Re: [PATCH v6 4/4] workqueue: Unbind kworkers before sending them to exit()
From: Lai Jiangshan
Date: Wed Nov 30 2022 - 22:02:05 EST
On Tue, Nov 29, 2022 at 2:31 AM Valentin Schneider <vschneid@xxxxxxxxxx> wrote:
> @@ -3627,8 +3668,11 @@ static bool wq_manager_inactive(struct worker_pool *pool)
> static void put_unbound_pool(struct worker_pool *pool)
> {
> DECLARE_COMPLETION_ONSTACK(detach_completion);
> + struct list_head cull_list;
> struct worker *worker;
>
> + INIT_LIST_HEAD(&cull_list);
> +
> lockdep_assert_held(&wq_pool_mutex);
>
> if (--pool->refcnt)
> @@ -3651,17 +3695,19 @@ static void put_unbound_pool(struct worker_pool *pool)

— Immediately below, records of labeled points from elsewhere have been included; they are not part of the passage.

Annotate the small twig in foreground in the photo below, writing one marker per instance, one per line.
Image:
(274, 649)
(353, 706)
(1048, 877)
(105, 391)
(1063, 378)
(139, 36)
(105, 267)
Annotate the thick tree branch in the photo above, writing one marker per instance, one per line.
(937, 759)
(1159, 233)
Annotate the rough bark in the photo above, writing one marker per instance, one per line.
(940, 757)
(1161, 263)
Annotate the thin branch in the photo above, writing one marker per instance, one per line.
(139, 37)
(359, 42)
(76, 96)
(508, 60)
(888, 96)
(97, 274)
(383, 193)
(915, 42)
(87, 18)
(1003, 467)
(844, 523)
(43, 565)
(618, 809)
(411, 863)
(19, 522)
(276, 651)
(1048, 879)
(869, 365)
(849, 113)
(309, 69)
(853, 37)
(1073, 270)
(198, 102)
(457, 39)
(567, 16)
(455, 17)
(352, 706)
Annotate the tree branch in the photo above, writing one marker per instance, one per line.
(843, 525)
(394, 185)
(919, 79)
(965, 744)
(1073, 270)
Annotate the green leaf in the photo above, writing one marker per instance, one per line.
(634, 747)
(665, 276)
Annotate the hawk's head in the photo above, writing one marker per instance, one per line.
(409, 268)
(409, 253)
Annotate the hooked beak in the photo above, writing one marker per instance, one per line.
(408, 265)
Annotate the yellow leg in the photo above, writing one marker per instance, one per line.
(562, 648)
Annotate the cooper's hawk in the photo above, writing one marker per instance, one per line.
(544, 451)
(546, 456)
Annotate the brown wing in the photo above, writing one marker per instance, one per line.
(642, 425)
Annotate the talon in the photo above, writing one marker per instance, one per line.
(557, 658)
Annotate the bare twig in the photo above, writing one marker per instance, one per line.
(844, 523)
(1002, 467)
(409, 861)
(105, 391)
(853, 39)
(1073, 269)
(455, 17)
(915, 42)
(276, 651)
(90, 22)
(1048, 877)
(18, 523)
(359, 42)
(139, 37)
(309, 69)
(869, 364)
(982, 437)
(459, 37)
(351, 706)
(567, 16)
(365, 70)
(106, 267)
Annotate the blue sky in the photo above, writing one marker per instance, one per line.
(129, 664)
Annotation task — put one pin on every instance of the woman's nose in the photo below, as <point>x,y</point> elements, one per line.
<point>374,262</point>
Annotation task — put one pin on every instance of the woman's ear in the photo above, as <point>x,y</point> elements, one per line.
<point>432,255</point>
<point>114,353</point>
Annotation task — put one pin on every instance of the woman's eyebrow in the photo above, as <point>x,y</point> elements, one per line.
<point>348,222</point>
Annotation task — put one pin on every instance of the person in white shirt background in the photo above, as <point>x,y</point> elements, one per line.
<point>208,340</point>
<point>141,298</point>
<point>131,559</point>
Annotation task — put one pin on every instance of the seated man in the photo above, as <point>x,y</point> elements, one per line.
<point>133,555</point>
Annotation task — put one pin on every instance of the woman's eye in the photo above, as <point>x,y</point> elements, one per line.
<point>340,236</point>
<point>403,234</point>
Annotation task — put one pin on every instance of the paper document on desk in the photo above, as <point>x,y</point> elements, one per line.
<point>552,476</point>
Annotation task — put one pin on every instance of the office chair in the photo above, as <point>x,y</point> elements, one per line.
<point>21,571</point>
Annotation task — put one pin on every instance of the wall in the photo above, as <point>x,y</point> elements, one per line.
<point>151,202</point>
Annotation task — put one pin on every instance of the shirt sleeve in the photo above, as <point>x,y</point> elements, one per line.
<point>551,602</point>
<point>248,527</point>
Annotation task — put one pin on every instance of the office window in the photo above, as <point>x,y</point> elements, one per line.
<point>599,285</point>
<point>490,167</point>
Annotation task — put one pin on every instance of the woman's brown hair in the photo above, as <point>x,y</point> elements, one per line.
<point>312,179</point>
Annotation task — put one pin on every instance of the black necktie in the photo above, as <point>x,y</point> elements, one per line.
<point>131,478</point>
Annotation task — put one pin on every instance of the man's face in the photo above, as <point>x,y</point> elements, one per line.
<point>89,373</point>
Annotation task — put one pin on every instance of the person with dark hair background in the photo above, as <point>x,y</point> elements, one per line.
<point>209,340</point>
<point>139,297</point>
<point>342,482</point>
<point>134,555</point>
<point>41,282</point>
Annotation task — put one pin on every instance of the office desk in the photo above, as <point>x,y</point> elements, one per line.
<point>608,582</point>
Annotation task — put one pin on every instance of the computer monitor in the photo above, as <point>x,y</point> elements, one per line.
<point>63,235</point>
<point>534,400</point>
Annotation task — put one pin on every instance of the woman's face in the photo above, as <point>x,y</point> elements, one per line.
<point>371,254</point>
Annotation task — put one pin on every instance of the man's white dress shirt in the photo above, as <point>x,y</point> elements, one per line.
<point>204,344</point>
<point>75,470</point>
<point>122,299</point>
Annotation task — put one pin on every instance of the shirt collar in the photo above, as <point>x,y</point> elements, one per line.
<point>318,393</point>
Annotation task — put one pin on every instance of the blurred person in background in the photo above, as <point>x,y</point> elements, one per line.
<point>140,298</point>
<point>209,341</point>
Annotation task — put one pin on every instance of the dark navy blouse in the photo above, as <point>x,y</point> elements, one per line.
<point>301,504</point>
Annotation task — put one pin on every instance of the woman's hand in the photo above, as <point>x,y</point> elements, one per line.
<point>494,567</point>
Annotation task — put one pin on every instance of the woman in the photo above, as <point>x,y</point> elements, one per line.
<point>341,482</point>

> * Because of how wq_manager_inactive() works, we will hold the
> * spinlock after a successful wait.
> */
> + mutex_lock(&wq_pool_attach_mutex);
> rcuwait_wait_event(&manager_wait, wq_manager_inactive(pool),
> TASK_UNINTERRUPTIBLE);
> pool->flags |= POOL_MANAGER_ACTIVE;
Hello, Valentin
I'm afraid it might deadlock here.
If put_unbound_pool() is called while manage_workers() is sleeping
on allocating memory, put_unbound_pool() will get the wq_pool_attach_mutex
earlier than the manager which prevents the manager from getting the
lock to attach the newly created worker and deadlock.
I think mutex_lock(&wq_pool_attach_mutex) can be moved into
wq_manager_inactive(), and handle it in the same way as pool->lock.
>
> while ((worker = first_idle_worker(pool)))
> - destroy_worker(worker);
> + set_worker_dying(worker, &cull_list);
> WARN_ON(pool->nr_workers || pool->nr_idle);
> raw_spin_unlock_irq(&pool->lock);
>
> - mutex_lock(&wq_pool_attach_mutex);
> - if (!list_empty(&pool->workers))
> + wake_dying_workers(&cull_list);
> +
> + if (!list_empty(&pool->workers) || !list_empty(&pool->dying_workers))
> pool->detach_completion = &detach_completion;
> mutex_unlock(&wq_pool_attach_mutex);
>
> --
> 2.31.1
>